Tachtig jaar geleden, in de nacht van 25 op 26 december 1944 saboteerden verzetsstrijders uit de hele Zaanstreek de gedwongen arbeidsinzet van de Duitsers. Tijdens de Kerstdagen werden negen gemeentehuizen beroofd van de voor de ‘Arbeitseinsatz’ benodigde bevolkingsregisters. Jaap Pielkenrood Szn. (schuilnaam Jaap 2) was als lid van de knokploeg van Jaap Muusse (schuilnaam Ome Jaap) nauw betrokken bij de overval op het gemeentehuis aan de Lagedijk in Zaandijk.
Wij kennen het verhaal over deze overval omdat Jaap Pielkenrood zijn zoons hierover na de oorlog heeft verteld en omdat hij een angstige herbeleving heeft gehad toen hij het gebouw zo’n vijftig jaar later met zijn kleinzoon Sander bezocht.

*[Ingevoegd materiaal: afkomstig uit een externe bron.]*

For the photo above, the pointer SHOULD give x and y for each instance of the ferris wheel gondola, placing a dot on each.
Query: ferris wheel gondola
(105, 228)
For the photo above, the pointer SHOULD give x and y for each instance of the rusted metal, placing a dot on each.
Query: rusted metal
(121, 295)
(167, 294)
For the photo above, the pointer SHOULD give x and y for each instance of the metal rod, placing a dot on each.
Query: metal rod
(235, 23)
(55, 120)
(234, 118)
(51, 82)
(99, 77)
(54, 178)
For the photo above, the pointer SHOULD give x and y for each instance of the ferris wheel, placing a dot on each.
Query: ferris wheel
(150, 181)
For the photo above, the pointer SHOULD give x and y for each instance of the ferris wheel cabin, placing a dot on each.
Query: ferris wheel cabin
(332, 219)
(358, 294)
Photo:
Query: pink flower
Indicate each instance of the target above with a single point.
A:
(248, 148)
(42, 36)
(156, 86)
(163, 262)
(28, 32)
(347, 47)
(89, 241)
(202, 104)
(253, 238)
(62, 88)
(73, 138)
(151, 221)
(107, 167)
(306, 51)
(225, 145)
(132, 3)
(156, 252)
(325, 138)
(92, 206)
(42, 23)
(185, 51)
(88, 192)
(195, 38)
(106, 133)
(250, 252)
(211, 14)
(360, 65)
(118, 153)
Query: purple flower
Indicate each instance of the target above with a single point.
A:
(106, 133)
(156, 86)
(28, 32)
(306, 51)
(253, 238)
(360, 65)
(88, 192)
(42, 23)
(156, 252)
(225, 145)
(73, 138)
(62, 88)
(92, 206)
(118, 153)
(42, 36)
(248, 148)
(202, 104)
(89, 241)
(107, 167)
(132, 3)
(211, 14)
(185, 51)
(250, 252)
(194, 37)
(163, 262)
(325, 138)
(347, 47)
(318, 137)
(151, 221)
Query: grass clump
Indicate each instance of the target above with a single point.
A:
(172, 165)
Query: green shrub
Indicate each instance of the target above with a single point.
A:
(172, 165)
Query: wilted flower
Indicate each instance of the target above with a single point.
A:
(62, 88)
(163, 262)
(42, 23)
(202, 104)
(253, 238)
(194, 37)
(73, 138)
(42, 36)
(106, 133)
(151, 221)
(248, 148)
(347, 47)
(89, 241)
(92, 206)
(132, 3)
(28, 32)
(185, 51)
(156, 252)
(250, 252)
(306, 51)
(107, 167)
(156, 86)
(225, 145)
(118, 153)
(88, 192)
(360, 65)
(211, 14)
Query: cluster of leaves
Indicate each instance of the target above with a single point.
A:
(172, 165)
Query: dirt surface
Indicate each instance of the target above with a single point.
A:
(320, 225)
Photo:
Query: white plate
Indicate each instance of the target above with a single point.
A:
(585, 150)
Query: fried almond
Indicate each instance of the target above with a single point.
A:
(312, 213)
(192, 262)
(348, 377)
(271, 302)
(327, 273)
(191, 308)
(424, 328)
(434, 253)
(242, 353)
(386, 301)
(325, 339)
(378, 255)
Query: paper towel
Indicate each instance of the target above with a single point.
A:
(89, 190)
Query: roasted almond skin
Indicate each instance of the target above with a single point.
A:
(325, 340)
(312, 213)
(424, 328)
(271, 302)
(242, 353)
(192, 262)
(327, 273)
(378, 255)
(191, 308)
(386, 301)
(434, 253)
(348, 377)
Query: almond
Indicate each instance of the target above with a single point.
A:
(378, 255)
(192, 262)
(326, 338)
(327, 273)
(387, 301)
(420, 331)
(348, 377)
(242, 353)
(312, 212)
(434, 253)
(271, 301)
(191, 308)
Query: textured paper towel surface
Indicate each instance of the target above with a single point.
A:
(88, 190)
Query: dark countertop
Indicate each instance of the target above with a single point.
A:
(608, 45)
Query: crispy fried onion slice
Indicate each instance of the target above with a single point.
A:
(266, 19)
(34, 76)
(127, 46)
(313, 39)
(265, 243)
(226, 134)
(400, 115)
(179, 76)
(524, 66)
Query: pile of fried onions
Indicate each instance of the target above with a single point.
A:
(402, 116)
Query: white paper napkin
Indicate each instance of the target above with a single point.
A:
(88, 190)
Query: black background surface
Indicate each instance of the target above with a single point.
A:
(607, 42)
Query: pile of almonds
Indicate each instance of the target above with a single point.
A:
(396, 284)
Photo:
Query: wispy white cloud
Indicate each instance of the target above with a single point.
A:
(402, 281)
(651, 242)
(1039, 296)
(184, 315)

Bovendien is er in het Nationaal Archief in Den Haag een dossier van hem met onder andere een document van zijn indeling bij de Binnenlandse Strijdkrachten (bundeling van de samenwerkende verzetsgroepen in de eindfase van de Tweede Wereldoorlog).

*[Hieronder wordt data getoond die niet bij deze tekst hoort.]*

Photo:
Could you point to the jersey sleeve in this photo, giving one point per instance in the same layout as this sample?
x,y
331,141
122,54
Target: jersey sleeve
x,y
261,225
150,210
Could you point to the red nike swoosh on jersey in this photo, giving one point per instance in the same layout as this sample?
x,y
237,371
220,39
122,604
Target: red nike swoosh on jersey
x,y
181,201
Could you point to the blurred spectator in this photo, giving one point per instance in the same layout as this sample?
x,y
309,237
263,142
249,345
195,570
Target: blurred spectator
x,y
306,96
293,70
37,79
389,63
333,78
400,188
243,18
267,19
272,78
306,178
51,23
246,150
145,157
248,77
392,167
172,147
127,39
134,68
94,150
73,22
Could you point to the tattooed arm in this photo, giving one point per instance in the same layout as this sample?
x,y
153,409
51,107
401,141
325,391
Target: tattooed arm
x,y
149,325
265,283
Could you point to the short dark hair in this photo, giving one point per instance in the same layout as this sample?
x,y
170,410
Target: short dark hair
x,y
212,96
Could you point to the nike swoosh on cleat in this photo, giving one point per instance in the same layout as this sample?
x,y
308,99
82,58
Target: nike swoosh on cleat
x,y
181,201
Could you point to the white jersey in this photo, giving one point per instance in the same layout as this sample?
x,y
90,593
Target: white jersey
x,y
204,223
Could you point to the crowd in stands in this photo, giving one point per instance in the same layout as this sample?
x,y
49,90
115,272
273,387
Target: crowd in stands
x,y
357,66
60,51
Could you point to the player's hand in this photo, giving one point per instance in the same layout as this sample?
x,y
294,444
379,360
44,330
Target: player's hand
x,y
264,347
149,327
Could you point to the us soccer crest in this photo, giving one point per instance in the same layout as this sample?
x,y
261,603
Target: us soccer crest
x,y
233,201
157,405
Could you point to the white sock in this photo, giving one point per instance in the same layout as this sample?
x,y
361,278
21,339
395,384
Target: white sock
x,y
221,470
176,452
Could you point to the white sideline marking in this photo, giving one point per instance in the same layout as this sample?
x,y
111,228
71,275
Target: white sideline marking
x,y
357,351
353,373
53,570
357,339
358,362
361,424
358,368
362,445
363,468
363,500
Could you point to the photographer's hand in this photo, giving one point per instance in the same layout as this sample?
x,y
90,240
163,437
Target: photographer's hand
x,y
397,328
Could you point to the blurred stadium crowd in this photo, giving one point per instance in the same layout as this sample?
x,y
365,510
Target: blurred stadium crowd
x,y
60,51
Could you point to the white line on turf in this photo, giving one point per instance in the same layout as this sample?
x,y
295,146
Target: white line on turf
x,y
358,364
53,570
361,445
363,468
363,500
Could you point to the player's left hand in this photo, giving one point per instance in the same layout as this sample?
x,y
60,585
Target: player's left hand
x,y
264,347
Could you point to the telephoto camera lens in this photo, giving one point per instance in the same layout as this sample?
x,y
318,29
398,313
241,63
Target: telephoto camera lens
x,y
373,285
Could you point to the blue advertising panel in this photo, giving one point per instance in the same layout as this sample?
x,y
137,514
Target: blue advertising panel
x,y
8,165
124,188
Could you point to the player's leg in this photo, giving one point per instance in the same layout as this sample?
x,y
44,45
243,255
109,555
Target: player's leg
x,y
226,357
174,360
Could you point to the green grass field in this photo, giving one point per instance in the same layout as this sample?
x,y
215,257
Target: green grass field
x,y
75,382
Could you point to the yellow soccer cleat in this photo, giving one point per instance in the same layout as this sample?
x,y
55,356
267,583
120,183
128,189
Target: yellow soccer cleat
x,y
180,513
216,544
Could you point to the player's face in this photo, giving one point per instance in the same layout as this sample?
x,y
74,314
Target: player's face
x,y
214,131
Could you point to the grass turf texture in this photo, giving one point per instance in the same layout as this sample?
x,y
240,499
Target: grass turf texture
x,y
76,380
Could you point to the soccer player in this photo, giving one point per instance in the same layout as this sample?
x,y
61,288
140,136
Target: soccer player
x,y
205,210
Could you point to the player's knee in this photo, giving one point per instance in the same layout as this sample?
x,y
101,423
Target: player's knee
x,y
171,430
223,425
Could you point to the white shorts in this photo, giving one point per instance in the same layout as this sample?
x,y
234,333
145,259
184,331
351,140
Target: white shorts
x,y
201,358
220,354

Binnenlandse Strijdkrachten
Erik Schaap, kenner van het Zaanse verzet bij uitstek, zegt over deze actie het volgende:
“Zelfs gedurende de laatste stuiptrekkingen van de oorlog probeerde de bezetter om Nederlanders te ronselen voor de ‘Arbeitseinsatz’. Kort voor Kerstmis 1944 kondigden de Duitsers een arbeidsdienstplicht af voor alle mannen van 16 tot 40 jaar. De Zaanse illegaliteit nam het voortouw om deze actie van de bezetter te saboteren. De Zaandamse verzetsleider Kees Kraay kreeg van zijn stadsgenoot Walraven van Hall de opdracht om de bevolkingsregisters in de Zaanstreek te stelen. De Gewestelijke Sabotageafdeling, de gewapende tak van de Binenlandse Strijdkrachten in Noord-Holland, slaagde er in om de opgeslagen gegevens van negen Zaangemeenten weg te halen.”
Bij de kerstboom
Aan de laatste Kerst in oorlogstijd bleef Jaap Pielkenrood zijn leven lang denken als de familie bij de kerstboom zat. Dan vertelde hij hoe hij de Kerst in 1944 had beleefd.
De toen 23-jarige Jaap 2 moest met een of meer andere verzetsmannen de omgeving van het Zaandijkse gemeentehuis in de gaten houden om bij onraad de mannen binnen onmiddellijk te waarschuwen. Maar het was een zeer donkere nacht. Licht van maan en sterren bleef achter de wolken. Bovendien waren op last van de Duitsers alle ramen van gebouwen en huizen verduisterd. Er mocht geen streepje licht naar buiten komen om de bemanning van overvliegende jachtvliegtuigen en bommenwerpers van de geallieerde luchtmacht geen aanwijzingen te geven waar zij op dat moment vlogen.
Angst
Daar stond Jaap met zijn stengun op de Lagedijk, maar hij kon het einde van de loop van zijn geweer zelfs niet zien. Hij hoorde af en toe wel gedempte geluiden, maar waren dat Duitsers, verzetslieden of plaatsgenoten die na familiebezoek naar huis slopen? Jaap was bang om tegen iemand op te botsen van wie hij niet wist wie het was. En dan, moest hij schieten met het risico dat hij een van zijn mede-verzetsmannen neerschoot?
Deze verlammende angst bleef Jaap nog lang achtervolgen.
Jaap Pielkenrood in zijn kantoor aan de Lagedijk in 1955.